Marathon Health Checks

Marathon Health Checks

You can define health checks for your DC/OS services. Health checks are defined on a per-application basis, and are run against that application’s tasks.

Health checks begin immediately when a task is launched. By default, health checks are run using the Marathon scheduler. Health checks with the Marathon scheduler only support the COMMAND protocol. Each app is limited to a single health check.

  • The default health check leverages Mesos’ knowledge of the task state TASK_RUNNING => healthy.
  • Marathon provides a health member of the task resource via the REST API that you can add to your application definition.

A health check is considered passing if both of these conditions are met:

  • The HTTP response code is between 200 and 399 inclusive
  • The response is received within the timeoutSeconds period.

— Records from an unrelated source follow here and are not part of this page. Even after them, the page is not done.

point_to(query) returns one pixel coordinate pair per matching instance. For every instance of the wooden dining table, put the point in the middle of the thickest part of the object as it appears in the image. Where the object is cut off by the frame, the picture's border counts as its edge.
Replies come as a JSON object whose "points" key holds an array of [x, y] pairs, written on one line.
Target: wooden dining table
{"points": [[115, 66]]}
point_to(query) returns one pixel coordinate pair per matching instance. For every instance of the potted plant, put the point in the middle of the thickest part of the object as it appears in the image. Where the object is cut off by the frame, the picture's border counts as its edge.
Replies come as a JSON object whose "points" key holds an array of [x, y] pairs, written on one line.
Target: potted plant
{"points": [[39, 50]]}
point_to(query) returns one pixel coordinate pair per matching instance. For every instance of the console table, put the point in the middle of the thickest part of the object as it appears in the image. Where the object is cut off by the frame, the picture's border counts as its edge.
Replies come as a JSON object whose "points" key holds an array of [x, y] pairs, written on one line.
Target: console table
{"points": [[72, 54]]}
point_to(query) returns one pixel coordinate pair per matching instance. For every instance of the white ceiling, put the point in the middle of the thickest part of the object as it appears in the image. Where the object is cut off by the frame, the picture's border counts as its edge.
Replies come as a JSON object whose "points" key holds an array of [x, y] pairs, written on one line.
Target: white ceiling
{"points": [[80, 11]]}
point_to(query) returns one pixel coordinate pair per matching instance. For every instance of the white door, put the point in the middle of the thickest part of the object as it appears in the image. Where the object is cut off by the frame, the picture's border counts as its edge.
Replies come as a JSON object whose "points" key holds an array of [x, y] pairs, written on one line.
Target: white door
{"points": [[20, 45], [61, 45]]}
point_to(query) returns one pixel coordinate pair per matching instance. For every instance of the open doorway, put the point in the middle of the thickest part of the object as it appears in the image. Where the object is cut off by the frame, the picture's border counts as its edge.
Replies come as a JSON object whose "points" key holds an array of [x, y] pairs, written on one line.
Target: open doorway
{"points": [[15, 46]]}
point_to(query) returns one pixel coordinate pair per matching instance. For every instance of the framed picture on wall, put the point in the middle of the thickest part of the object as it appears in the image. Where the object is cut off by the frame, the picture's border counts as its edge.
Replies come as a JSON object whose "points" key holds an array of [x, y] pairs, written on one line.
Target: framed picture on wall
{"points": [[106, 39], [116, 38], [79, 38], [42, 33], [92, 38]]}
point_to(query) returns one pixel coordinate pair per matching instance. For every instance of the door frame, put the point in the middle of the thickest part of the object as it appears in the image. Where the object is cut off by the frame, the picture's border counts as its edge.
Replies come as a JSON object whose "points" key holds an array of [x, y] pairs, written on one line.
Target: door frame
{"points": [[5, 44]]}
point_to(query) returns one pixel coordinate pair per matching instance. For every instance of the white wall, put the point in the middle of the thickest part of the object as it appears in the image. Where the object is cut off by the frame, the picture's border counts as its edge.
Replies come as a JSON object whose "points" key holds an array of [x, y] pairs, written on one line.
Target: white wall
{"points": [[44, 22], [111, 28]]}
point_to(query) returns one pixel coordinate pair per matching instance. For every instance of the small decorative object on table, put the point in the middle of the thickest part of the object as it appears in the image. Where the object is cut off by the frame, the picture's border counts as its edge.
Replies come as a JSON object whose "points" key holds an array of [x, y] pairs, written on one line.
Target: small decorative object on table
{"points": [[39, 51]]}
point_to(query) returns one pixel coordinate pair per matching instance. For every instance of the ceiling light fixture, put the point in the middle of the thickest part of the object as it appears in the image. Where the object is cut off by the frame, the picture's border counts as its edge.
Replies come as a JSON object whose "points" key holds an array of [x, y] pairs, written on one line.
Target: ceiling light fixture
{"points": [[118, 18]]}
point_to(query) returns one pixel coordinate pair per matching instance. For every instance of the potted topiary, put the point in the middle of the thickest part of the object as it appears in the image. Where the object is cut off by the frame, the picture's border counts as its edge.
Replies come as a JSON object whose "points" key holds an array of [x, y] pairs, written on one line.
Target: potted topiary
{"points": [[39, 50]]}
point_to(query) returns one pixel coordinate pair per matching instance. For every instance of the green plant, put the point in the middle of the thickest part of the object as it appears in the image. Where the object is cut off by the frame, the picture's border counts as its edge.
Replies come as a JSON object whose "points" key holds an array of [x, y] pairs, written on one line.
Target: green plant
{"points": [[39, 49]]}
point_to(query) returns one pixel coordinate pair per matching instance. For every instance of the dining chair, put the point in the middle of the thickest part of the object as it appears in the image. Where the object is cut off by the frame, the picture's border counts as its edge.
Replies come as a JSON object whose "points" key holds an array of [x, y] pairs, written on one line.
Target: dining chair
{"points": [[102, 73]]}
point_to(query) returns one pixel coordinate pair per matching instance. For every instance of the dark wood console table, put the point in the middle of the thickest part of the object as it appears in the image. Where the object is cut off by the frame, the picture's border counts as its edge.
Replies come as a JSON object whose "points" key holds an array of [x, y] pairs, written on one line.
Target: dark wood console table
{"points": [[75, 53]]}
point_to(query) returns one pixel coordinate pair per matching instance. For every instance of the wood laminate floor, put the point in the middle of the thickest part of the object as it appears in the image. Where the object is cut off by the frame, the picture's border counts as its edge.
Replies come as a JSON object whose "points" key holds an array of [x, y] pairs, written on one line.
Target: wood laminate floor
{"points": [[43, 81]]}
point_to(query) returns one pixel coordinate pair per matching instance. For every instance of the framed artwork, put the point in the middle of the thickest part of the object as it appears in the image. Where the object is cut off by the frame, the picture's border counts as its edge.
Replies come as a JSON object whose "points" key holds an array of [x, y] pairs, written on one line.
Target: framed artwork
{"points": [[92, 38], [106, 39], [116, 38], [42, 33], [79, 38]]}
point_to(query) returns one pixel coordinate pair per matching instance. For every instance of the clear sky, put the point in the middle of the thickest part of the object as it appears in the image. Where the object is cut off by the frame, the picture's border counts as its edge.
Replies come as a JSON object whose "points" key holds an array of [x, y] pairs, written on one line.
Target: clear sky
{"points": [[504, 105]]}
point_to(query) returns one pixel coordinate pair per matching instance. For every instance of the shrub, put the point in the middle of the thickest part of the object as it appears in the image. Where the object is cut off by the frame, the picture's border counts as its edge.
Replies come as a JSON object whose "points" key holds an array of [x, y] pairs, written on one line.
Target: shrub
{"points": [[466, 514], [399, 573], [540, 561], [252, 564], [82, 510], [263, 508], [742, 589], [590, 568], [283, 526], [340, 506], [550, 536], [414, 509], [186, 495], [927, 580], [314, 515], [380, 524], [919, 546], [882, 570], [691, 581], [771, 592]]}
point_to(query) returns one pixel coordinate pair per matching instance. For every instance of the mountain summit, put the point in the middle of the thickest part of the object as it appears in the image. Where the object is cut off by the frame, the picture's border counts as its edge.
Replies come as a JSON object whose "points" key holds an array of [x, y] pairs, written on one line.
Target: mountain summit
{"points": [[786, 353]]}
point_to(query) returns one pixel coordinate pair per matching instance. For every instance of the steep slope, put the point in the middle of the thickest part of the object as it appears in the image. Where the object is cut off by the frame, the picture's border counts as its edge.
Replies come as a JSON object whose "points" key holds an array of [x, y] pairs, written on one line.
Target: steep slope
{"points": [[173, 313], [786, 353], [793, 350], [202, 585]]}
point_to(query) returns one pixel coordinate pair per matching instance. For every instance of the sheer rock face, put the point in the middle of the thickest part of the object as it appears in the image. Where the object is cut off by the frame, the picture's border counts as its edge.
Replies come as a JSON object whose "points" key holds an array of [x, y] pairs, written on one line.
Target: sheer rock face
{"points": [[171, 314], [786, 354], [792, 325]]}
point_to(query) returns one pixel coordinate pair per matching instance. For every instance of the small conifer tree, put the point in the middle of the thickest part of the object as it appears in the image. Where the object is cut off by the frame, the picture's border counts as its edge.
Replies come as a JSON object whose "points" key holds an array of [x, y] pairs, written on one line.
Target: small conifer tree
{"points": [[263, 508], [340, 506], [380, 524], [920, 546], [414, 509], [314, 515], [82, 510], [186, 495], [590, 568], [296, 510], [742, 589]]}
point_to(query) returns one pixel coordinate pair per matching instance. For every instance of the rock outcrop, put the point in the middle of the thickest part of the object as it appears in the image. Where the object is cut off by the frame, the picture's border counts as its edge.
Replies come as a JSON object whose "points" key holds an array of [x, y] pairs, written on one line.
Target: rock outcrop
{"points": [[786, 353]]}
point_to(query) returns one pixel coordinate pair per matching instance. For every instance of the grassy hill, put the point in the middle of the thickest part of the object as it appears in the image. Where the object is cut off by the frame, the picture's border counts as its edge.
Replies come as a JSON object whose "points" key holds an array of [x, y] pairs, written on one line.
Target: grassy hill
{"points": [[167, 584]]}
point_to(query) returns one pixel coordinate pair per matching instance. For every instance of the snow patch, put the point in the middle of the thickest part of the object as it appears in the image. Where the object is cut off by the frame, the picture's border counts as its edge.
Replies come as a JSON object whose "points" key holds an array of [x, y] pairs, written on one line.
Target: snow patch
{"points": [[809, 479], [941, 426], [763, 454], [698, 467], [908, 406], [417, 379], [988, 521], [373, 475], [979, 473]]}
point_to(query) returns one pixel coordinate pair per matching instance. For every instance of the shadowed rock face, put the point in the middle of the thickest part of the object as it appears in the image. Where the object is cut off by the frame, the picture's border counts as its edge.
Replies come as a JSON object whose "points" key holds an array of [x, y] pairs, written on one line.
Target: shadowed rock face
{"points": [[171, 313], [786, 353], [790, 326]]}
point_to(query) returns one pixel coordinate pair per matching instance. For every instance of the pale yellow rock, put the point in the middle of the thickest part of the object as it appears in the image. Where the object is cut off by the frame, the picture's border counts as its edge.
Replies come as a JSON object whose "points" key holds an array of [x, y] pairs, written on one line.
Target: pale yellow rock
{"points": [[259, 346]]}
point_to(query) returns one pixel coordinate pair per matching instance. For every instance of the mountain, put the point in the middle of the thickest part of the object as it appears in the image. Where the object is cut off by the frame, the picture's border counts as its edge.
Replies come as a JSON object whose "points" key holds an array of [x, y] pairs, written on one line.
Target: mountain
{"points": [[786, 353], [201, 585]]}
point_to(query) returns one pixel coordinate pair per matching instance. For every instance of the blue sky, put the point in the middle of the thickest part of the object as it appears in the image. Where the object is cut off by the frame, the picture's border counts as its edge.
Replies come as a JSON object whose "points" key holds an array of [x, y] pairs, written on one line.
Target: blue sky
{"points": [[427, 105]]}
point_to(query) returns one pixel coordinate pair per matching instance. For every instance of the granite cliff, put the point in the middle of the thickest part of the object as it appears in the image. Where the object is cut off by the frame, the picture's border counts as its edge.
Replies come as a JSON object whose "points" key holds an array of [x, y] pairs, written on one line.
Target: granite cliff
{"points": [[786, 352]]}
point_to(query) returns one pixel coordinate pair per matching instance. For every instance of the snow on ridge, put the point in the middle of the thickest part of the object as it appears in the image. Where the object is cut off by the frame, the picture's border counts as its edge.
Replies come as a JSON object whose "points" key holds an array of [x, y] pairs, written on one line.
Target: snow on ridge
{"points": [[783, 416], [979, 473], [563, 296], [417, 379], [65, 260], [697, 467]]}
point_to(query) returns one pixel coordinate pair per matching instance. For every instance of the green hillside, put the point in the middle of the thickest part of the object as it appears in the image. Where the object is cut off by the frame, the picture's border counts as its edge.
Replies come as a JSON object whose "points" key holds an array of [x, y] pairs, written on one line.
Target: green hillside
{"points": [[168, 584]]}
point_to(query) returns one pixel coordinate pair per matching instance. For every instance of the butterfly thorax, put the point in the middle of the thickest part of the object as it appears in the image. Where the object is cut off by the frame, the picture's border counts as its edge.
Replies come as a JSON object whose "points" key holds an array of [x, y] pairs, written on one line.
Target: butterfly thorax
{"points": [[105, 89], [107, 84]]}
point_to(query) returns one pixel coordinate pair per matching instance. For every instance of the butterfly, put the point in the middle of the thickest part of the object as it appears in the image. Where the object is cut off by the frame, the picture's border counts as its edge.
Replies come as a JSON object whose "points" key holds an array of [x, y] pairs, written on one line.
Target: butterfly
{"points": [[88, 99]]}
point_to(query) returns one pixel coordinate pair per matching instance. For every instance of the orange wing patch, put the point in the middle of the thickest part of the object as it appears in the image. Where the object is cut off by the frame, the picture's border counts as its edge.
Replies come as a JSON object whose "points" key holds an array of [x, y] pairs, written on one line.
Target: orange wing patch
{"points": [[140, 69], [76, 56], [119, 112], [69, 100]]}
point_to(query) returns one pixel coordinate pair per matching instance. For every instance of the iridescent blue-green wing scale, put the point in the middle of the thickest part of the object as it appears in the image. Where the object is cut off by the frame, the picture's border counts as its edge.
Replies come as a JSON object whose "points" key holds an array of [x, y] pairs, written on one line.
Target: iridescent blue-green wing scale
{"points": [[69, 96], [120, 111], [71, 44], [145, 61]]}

If a task fails more than maxConsecutiveFailures health checks consecutively, that task is killed.

You can define health checks in your JSON application definition or by using the DC/OS GUI Services tab.

Health check options

When creating a service, you can configure JSON health checks in the DC/OS GUI or directly as JSON. This table shows the equivalent GUI fields and JSON options.

GUI JSON Default Description
GRACE PERIOD gracePeriodSeconds 15 Specifies the amount of time (in seconds) to ignore health checks immediately after a task is started; or until the task becomes healthy for the first time.
INTERVAL (S) intervalSeconds 10 Specifies the amount of time (in seconds) to wait between health checks.
MAX FAILURES maxConsecutiveFailures 3 Specifies the number of consecutive health check failures that can occur before a task is killed.
PROTOCOL protocol HTTP Specifies the protocol of the requests: HTTP, HTTPS, TCP, or Command.
SERVICE ENDPOINT path \ If "protocol": "HTTP", this option specifies the path to the task health status endpoint. For example, “/path/to/health”.
N/A portIndex 0 Specifies the port index in the ports array that is used for health requests. A port index allows the app to use any port, such as “[0, 0, 0]” and tasks could be started with port environment variables such as $PORT1.
TIMEOUT (S) timeoutSeconds 20 Specifies the amount of time (in seconds) before a health check fails, regardless of the response.

For example, here is the health check specified as JSON in an application definition.

"healthChecks": [
  {
    "gracePeriodSeconds": 120,
    "intervalSeconds": 30,
    "maxConsecutiveFailures": 0,
    "path": "/admin/healthcheck",
    "portIndex": 0,
    "protocol": "HTTP",
    "timeoutSeconds": 5
  }